Custom LFs
Custom LF builders via python SDK
This section describes how to register a custom LF builder using Jupyter Notebook, and then use that LF builder in Studio.
Defining the classes
To develop a custom LF builder, we need to define 2 classes; a custom LF template and a custom LF template schema. To define a custom LF template schema, we write a class via the SDK that inherits from theTemplateSchema
class, in which we define the input fields, their data types, optional default values, and optional validators. This is similar to a pydantic BaseModel class.
For example, if we want to define a custom LF builder that can label based on a numeric field value comparison (say, "if field num_images in the dataset is > 4, then label as spam"), we will need 3 inputs to the LF: the data field (e.g., num_images), the comparison operator (e.g., >), and the value to compare (e.g., 4).
Along with these, a doc string in this custom LF template schema class can optionally specify UI rendering in Studio.
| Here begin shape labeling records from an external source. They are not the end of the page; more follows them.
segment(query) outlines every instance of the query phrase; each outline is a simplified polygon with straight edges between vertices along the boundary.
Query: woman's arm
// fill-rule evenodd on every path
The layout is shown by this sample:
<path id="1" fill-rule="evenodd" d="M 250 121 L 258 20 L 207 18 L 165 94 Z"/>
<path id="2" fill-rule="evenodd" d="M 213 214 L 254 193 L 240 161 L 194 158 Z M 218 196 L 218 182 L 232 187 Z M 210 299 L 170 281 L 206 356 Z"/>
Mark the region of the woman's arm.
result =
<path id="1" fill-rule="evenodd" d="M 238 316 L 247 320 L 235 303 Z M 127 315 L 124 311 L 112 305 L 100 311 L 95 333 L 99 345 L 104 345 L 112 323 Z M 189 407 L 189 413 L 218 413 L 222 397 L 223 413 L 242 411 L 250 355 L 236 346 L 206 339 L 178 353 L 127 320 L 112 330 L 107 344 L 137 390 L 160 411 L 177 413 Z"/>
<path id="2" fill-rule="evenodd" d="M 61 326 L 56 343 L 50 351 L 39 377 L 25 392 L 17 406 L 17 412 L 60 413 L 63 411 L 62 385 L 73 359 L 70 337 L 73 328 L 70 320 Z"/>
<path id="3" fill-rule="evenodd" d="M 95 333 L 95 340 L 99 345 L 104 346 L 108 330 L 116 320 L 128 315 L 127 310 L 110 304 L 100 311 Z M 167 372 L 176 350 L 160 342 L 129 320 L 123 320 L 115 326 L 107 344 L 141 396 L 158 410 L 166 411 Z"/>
For example, the order in which the inputs should render can be specified by the docstring. Input fields should be enclosed in square brackets. If input names has a word field in it, a dropdown list with all available data fields is rendered in the UI. If only integer fields should be rendered, specify (int) beside the name, similarly (string) for string fields. See the doc string Field [field](int) is [operator] [value] used below.
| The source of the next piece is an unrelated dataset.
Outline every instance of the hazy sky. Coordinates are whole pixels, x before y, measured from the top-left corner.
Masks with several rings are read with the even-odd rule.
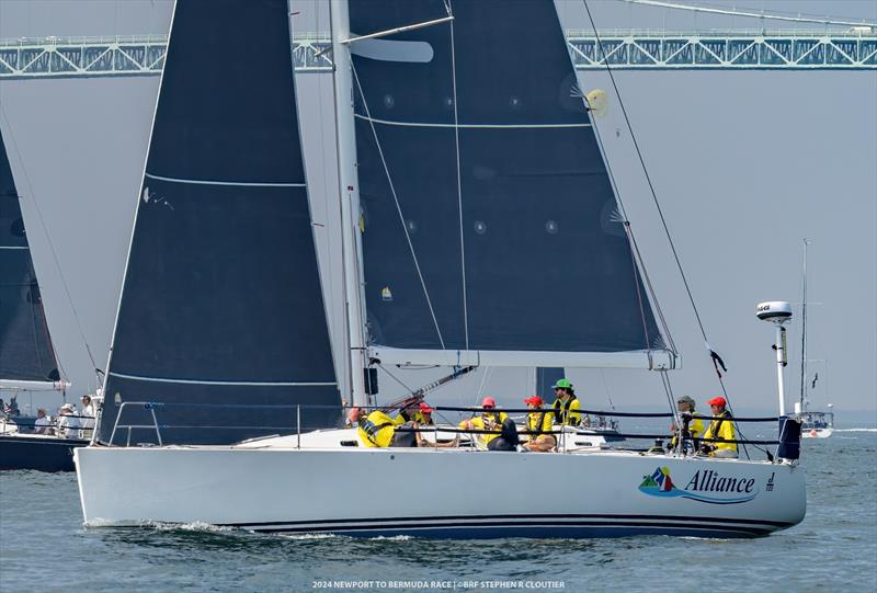
[[[755,10],[877,21],[877,2],[734,1]],[[741,7],[742,4],[742,7]],[[563,25],[588,27],[580,1],[559,1]],[[695,15],[615,0],[594,1],[600,28],[758,28],[758,20]],[[0,37],[166,33],[166,0],[0,0]],[[324,2],[296,2],[299,30],[324,28]],[[786,23],[768,27],[789,28]],[[818,26],[818,25],[812,25]],[[580,72],[583,89],[611,91],[604,72]],[[775,410],[773,330],[754,317],[760,300],[800,300],[801,239],[809,251],[809,357],[821,383],[816,407],[877,409],[877,70],[619,71],[622,99],[643,150],[711,345],[729,366],[739,407]],[[334,215],[331,79],[298,77],[315,218]],[[157,77],[0,81],[0,126],[24,202],[53,337],[77,394],[93,388],[70,303],[57,277],[43,223],[98,366],[106,363],[130,224],[151,124]],[[683,356],[677,395],[718,392],[703,338],[672,263],[617,99],[599,122],[648,271]],[[321,167],[320,167],[321,164]],[[327,197],[329,196],[328,202]],[[323,261],[337,247],[321,238]],[[326,273],[326,272],[324,272]],[[330,298],[337,272],[328,273]],[[799,356],[798,326],[790,357]],[[546,329],[548,331],[548,329]],[[824,361],[828,361],[825,363]],[[787,401],[798,392],[790,364]],[[487,389],[508,403],[528,395],[528,370],[494,370]],[[665,406],[648,372],[572,370],[593,407]],[[406,373],[412,385],[428,373]],[[471,402],[485,373],[443,391]],[[824,379],[828,380],[824,380]],[[384,380],[381,399],[398,394]]]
from templates.utils import TemplateSchema
from pydantic import validator
class CustomNumericTemplateSchema(TemplateSchema):
'''
Field [field](int) is [operator] [value]
'''
field: str
operator: str = "="
value: float
@validator("operator")
def check_operator(cls, op: str) -> str:
if op not in [">", "<", "="]:
raise ValueError(f"Invalid operator {op}. Should be one of the [ >, <, =]")
return op
Validator defined here will check for valid operator input. The doc string in the above example shows up as follows:
To define a custom LF template, we write a class via the SDK that inherits from the Template
class. We need to define several necessary fields and methods as part of this class:template_type
,abbreviation
,description
,menu_type
,docs_link
,template_schema
,__init__
,check
.
template_type
is a unique identifier for LF builder and should always start with custom
abbreviation
is used to distinguish between LF builders in Studio easily.
description
to specify a description for the LF builder. Shown in the UI help tool tip.
menu_type
is a dictionary with 3 required fields : name, value and category. Value should be a unique template_type. Category is used to group LF builders in Studio and filter by application type.
docs_link
is an optional user guide link for the LF builder. This is linked in the help tool tip
template_schema
is the template schema class name that should be used with this LF builder.
__init__
is a required method that gets the TemplateConfig input which is a dict of all the inputs defined in the TemplateSchema. Fetch this input data so it can be used in the check method.
check
is a required method that should return List[Tuple[int, int]] for sequence tagging labeling (span votes with span_start and span_end. Example : [(1, 5), (6, 10)])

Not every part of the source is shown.